Le droit musulman ne s’est pas érigé en un système abstrait partant de prémisses générales pour déduire les cas particuliers. Les « racines du droit » renvoient à une multiplicité de références textuelles entre lesquelles on ne cherche pas de cohérence. Comme dans le cas du judaïsme orthodoxe, elles sont considérées comme des prescriptions divines, que l’on n’a pas à interroger ou modifier. Le porc est interdit par le Coran, mais cette interdiction n’est pas motivée par une raison d’ordre humain. C’est la volonté de Dieu, simplement ; un motif existe sans doute, mais il n’est pas à la portée des croyants.

Depuis le IXe siècle, les ordres juridiques des différents états musulmans se sont considérablement modifiés. Une partie du domaine des activités humaines échappa à la compétence du droit religieux : ainsi le droit commercial, la fiscalité, le droit de la guerre. Le droit pénal est le plus souvent réformé – on ne coupe plus la main des voleurs. Les citoyens non musulmans (chrétiens ou juifs) jouissent d’un statut égal, le statut ancien prévu par le verset coranique IX 29 n’est plus appliqué. Que recouvre alors la charia de nos jours ? Le domaine principal où elle reste appliquée est celui du droit de la famille. Dans la plupart des pays musulmans, le mariage est régi par la charia. Le mariage d’une femme musulmane avec un non musulman reste prohibé. Il est exceptionnel que la polygamie soit explicitement interdite - comme elle l’est dans des pays laïcs comme la Turquie ou la Tunisie - même si les familles polygames sont extrêmement rares. Pour les mêmes raisons, l’héritage reste inégalitaire, les sœurs héritant la moitié de ce qu’héritent leurs frères (Coran IV 11-12).

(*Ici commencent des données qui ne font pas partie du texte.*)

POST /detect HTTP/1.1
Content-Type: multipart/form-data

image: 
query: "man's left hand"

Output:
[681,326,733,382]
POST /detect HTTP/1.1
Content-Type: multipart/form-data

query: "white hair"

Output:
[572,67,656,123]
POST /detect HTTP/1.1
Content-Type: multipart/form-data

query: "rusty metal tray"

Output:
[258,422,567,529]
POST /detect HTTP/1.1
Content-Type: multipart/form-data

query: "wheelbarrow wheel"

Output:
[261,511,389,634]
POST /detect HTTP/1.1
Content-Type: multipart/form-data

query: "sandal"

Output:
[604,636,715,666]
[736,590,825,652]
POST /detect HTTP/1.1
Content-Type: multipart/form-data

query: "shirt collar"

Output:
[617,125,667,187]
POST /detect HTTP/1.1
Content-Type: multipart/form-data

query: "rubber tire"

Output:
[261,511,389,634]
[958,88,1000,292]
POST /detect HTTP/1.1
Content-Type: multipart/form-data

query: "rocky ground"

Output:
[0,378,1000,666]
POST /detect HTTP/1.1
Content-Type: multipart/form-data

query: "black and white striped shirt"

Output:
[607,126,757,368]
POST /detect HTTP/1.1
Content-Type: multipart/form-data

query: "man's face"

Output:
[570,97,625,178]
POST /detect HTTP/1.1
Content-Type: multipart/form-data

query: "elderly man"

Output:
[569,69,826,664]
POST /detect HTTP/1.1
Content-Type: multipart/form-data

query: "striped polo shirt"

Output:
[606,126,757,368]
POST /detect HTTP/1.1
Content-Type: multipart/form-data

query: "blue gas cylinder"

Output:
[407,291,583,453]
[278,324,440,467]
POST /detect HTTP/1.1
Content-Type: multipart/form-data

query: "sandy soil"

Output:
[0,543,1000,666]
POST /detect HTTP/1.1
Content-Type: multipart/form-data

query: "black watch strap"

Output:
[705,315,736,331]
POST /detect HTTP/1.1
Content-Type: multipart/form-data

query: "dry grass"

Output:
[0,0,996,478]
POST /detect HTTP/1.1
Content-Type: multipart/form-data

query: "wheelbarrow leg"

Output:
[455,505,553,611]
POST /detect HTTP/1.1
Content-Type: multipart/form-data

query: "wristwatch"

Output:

De nos jours, la référence à la charia représente souvent une position, un marquage avant tout idéologique. Il s’annonce comme une affirmation d’identité, par exemple quand la constitution d’un État promulgue la charia comme référence suprême. En fait, la charia au sens classique du terme n’est intégralement appliquée que dans une minorité de sociétés, comme en Arabie Séoudite. Plusieurs états s’affichent officiellement comme « République islamique », mais leur législation est en fait largement occidentalisée. L’accent mis sur des détails matériels (prohibition de l’alcool, imposition de vêtements féminins) vient souvent masquer la modernisation effective des autres domaines de régulation sociale. Ce serait cependant une erreur que de minimiser la référence à la charia dans l’attitude individuelle de chaque croyant. Elle est liée de façon organique avec la religion elle-même. Pour un musulman croyant, la religion ne consiste pas seulement à croire dans l’intime de soi au Dieu unique et à son prophète, mais également à accomplir des actes cultuels (prière, jeûne) et suivre certaines prescriptions (alimentaires par exemple). La religion, c’est aussi se conformer à ces prescriptions. De ce fait, il serait important que l’État sache entrer en dialogue avec une sensibilité religieuse différente, lui permettant d’adapter ses traditions à un cadre qui est celui des lois d'une République laïque comme celle de la France. La liberté de conscience y est assurée et la liberté de culte garantie, mais elles ne peuvent être défendues sans respecter ce cadre général.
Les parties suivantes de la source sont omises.